How to Find a Roommate
So what's the secret to finding a great roommate? There's no sure thing, of course, but here are some field-tested keys to, if not necessarily happiness, then certainly pleasant live-ability.
1.) Daily Schedule
What you're looking for here is someone with a complementary but not exactly the same daily routine. If your potential roommates have regularly-scheduled day jobs, what time do they need to leave the house in the morning to get to work on time? How does that play out with your schedule? Do you both (or all three of you!) need the same 15 minutes in the bathroom in order not to be late?
Or if your roommate is a bartender, for example, and gets home at 3:00 a.m., and your bed's right near the kitchen where she's going to be making a snack and crashing around, and you have to be up at 6:30 for work... well you get the idea. In other words, it's a good idea to ask specific questions about what a typical day looks like.
2.) Cleanliness Expectations
Everyone has their pet peeves when it comes housecleaning. For instance, I can't stand coming home, or waking up, to dirty dishes in the sink, while others don't think it's a big deal. "Just cook around them, I'll do it later." Then again, you might be grossed out by a bathroom that's not throughly scrubbed weekly, whereas as I can go a month before breaking out the Scrubbing Bubbles.
As with everything, communication here is key (passive-aggressive notes don't count). And if you're the one looking for a room, it's pretty easy to tell what is and is not required/enforced in your potential new home. If the person didn't bother to sweep up the cat kibble that's all over the kitchen floor before you came to see the place, he's unlikely to do so on a random Tuesday after you're living there.
3.) Be Honest About Who YOU Are.
Don't pretend you love watching reality shows or don't mind the smell of cooking bacon just because the room you've come to see has a nice closet. Is that extra 10 inches of hanger space worth the irritation you'll feel every night when the TV's blaring some inane show and you just want to relax and listen to music while you make dinner? And do those cute faucets in the bathroom make it ok that you have to flee your own home every weekend morning because your roommate's frying up a rasher again and it's making nauseous. No, of course not. No matter how beautiful an apartment may be, you are going to have to be YOU there every day, not some made-up version of you. Know your deal-breakers, and stick to them.

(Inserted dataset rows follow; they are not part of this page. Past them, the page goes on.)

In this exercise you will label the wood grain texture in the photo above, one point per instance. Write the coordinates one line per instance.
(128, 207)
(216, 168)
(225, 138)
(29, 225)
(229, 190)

4.) Find the Courage to Compromise
Look, you're not going to have everything "your" way always. But unless you plan on living alone for the rest of your life--or, for that matter, never interacting with another human being in any capacity--there's something to be said for learning how to adapt, to adjusting your expectations, to just rolling with things sometimes rather than fighting. You want your home to feel like home, no question, and finding a compatible roommate has a lot to do with your overall comfort level in both an apartment's common areas and even in your own room. So do some soul-searching, maybe even make a list of deal-breakers, then revise it, and don't be afraid to talk about the things that are most important to you as you're going about your search.